Y: Yojimbo (1961)

 

It would only be a matter of time before the work of Kurosawa appeared on this blog once again, luckily it’s a film that not only inspired the spaghetti Western series, but also helped to re-establish the directors ability to mix genres to great effect, in one of the last of his Toho studio productions before his career took a turn for the worst. “Yojimbo” is the tale of a lone ronin who enters a small, Japanese village run by two rival gangs of crooks and corrupt samurai. Overtime the nameless ronin shows off his skills as a sword for hire and is immediately taken on by a corrupt land lady after he slaughters three men from the rival gang. As the plot progresses the ronin begins to sell his skills to the highest bidder, whilst secretly destroying the strength of both gangs from within, to save the towns people from tyranny.
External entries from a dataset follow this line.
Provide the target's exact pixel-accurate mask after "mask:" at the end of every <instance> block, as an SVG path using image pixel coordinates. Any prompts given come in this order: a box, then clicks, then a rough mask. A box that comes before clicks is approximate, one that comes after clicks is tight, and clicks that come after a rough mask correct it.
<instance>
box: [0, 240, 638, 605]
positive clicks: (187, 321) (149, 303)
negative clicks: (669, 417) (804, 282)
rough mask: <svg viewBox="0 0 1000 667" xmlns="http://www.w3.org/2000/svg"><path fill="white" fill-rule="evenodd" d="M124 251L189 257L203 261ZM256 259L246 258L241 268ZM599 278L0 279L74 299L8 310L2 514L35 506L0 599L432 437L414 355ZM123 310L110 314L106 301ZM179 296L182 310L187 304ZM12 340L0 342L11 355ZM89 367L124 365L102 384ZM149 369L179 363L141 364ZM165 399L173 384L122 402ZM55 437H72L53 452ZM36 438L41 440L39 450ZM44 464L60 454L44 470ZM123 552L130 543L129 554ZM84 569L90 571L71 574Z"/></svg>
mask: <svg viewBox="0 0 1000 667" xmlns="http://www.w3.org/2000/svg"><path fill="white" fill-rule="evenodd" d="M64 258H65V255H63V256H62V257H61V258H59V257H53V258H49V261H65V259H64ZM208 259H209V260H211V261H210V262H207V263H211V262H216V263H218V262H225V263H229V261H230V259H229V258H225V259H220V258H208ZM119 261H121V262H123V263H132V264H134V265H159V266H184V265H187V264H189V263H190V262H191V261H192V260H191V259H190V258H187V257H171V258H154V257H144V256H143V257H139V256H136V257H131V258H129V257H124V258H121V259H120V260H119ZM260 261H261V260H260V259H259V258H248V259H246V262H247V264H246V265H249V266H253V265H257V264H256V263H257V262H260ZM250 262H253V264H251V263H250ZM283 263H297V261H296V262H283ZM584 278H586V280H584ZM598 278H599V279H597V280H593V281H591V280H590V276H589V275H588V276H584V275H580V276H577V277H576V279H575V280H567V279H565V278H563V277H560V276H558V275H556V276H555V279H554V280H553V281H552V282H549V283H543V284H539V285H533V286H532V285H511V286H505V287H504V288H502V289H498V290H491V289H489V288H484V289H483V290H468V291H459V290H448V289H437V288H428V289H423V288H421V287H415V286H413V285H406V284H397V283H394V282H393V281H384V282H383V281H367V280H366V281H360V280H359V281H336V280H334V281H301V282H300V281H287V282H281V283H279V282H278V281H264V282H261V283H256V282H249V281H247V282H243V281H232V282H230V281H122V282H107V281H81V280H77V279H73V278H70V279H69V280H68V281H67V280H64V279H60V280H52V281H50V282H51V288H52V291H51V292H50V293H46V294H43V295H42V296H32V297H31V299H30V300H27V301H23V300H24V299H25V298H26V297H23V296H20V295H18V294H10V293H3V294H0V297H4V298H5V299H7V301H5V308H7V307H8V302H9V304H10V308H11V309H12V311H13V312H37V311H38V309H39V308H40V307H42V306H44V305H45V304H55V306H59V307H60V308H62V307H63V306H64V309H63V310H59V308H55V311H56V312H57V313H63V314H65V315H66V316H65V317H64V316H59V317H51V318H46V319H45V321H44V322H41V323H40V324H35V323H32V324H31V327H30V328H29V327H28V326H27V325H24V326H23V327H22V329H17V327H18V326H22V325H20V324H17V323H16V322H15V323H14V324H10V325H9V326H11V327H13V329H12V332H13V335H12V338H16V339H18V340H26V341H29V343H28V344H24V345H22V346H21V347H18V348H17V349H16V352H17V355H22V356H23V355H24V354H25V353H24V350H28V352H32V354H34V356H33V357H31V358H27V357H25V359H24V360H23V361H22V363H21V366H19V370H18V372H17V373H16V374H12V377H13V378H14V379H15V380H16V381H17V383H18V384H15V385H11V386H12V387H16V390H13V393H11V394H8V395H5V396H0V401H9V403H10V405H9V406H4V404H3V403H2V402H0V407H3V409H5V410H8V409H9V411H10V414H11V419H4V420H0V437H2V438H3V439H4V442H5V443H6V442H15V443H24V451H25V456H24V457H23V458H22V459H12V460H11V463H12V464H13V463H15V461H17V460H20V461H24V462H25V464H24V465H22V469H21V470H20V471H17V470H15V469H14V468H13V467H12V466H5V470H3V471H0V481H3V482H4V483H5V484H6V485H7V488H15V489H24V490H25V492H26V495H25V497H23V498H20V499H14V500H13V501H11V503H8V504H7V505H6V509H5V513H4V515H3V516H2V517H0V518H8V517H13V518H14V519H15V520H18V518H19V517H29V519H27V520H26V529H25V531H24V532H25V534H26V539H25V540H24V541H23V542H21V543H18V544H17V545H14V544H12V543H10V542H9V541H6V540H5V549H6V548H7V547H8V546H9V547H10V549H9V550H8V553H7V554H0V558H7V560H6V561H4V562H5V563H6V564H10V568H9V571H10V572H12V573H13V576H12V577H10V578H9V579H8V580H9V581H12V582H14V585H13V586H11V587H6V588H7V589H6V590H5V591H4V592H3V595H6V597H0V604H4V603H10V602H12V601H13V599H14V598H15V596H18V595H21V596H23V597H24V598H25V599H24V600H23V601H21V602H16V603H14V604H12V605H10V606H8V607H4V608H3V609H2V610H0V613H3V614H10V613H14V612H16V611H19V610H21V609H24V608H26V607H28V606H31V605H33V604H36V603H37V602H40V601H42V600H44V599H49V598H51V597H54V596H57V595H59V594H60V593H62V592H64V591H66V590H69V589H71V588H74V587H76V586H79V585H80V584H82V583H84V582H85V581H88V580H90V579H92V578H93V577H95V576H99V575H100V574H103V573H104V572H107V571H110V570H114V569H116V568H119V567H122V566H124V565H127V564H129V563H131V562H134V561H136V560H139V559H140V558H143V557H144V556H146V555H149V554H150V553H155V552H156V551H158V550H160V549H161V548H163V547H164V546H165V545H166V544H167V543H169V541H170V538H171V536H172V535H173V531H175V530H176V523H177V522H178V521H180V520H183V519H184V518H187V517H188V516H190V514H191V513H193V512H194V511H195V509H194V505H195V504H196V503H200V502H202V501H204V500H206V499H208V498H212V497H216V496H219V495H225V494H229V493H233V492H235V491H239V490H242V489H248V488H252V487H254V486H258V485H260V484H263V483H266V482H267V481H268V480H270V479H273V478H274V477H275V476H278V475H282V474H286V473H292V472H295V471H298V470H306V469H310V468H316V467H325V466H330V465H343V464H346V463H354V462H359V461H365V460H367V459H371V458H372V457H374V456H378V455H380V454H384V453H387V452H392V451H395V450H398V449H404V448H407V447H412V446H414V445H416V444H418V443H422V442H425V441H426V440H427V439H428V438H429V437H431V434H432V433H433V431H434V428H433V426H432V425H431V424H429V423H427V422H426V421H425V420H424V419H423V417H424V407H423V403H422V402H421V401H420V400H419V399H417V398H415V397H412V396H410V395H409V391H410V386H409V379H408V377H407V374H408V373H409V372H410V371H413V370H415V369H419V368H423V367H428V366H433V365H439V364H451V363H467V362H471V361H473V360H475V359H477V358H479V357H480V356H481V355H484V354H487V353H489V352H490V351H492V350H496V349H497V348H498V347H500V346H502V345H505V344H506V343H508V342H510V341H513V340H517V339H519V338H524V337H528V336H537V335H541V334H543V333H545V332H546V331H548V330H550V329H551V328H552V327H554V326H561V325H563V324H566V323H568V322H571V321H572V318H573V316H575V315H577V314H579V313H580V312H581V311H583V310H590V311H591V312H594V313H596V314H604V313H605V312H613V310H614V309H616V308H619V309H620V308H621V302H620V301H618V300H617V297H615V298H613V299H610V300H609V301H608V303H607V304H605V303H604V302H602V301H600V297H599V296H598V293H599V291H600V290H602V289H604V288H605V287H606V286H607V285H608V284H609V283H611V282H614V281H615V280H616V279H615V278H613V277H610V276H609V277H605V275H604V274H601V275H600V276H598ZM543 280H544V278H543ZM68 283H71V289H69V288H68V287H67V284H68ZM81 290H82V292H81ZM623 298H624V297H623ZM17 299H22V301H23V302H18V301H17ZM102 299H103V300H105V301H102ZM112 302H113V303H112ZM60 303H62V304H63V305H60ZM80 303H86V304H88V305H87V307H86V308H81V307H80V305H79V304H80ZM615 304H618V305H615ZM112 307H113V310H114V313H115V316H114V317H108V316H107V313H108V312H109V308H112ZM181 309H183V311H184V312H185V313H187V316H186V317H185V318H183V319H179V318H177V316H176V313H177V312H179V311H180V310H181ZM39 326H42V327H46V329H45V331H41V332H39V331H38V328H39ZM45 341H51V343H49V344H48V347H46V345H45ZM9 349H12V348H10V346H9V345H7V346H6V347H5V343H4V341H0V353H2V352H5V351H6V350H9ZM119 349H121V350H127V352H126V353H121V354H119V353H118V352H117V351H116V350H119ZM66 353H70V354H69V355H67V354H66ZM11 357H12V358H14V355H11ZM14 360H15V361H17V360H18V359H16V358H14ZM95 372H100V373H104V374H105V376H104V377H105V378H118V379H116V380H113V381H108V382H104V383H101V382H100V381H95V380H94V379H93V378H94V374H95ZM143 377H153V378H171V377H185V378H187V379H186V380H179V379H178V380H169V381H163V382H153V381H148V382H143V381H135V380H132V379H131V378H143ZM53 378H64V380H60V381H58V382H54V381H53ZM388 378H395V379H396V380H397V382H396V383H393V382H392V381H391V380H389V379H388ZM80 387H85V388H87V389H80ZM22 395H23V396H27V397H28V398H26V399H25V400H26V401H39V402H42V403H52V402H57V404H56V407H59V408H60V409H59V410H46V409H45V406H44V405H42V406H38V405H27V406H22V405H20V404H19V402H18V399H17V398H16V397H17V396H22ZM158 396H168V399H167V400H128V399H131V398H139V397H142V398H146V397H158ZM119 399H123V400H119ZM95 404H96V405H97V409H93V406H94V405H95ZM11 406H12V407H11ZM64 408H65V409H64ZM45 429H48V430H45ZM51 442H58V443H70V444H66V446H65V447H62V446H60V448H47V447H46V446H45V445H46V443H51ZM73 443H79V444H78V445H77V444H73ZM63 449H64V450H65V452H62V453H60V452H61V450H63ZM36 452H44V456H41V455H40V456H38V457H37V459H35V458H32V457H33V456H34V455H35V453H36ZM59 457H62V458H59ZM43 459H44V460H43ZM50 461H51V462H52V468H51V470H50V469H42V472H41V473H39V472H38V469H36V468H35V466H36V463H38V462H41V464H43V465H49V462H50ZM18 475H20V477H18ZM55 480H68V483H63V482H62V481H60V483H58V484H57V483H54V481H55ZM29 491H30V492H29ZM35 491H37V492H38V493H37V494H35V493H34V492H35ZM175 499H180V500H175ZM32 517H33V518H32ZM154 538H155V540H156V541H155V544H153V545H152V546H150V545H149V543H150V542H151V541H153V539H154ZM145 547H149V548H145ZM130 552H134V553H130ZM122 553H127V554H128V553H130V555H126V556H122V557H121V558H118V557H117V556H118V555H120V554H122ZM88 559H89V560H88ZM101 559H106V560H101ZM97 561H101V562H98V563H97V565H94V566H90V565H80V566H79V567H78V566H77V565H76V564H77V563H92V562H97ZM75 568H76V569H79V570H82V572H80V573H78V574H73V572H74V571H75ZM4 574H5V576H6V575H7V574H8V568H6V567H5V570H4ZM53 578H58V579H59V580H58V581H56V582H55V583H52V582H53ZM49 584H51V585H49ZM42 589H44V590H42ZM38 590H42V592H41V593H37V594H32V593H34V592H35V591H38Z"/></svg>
The plot of Yojimbo is one that mixes several genre’s from different countries cinema’s, and twists them to suit Kurosawa’s needs. The Western’s made by John Ford from the 1930’s and 40’s were combined with Kurosawa’s own genre of historical samurai drama’s. Italian filmmaker Sergio Leone would soon take up Yojimbo‘s clever twist on Western conventions, and then place the rising star Clint Eastwood as the lead role of the nameless gun for hire. The cleverness of Kurosawa’s take on Ford’s incredible body of work is one to definitely be admired as the codes and conventions that followed in the Western formula at the time had never been placed inside a different historical backdrop. Or, you could look at it as the first samurai warrior epic to have been filmed in the cinematic format of a Western before, whichever you prefer.

His use of lighting and sound helps to elevate the status of our unknown hero, as does the stellar performance of Toshiro Mifune, a Kurosawa regular, who brings a feeling of dominance and total control with his presence to the film. This control is displayed wonderfully in the many sequences where our “hero” is blackmailing one of the two rival gangs for his skills; if they fail to increase his pay he will then defect to the other side and join their fight. Something Eastwood understood while shooting “A Fistful of Dollars” (1964) in his own portrayal of Mifune’s character, was the humour lurking behind the powerful body. We often see Mifune, and his loyal companion who joins him on his quest to destroy the rival gangs enjoying the mind games he torments the gangs leaders with; playing with their wallets and food reserves in order to make the situation even more desperate for the crooks.

The 1950’s and 60’s was most definitely the golden age of Kurosawa films, with Toho studios producing some of the finest examples of his work, Yojimbo being among some of his greatest. The epics of “Throne of Blood” (1957), “The Seven Samurai” (’54), “Rashomon” (’50). and the ingenious modern day film noir “Stray Dog” (’49), are only a handful of the many films made by Kurosawa, that have gone on to influence not only Leone, but also Spielberg, Lynch, Altman and Lucas to name a few over the decades. In fact George Lucas and Francis Ford Coppola were so inspired by his work that they helped fund his troubled 1980 production “Kagemusha” mentioned earlier in my blog. The legacy that Kurosawa left behind after his passing in 1998 is tremendous, and can still be felt in the world of cinema to this day. Almost half of all of his directed works have been remade and remodeled into numerous adaptations, one prominent example being “The Magnificent Seven“, released six years after “The Seven Samurai“. Yojimbo is no different, with its iconic imagery and plot, Kurosawa once again managed to reinvent a genre that was not only received with open arms across the world, but adapted by future filmmakers as a tribute to the man’s skills and collected work, quite a feat no?


Sanjuro: I’ll get paid for killing, and this town is full of people who deserve to die.
(Above) Kurosawa on the set of Yojimbo, in one of its earliest scenes.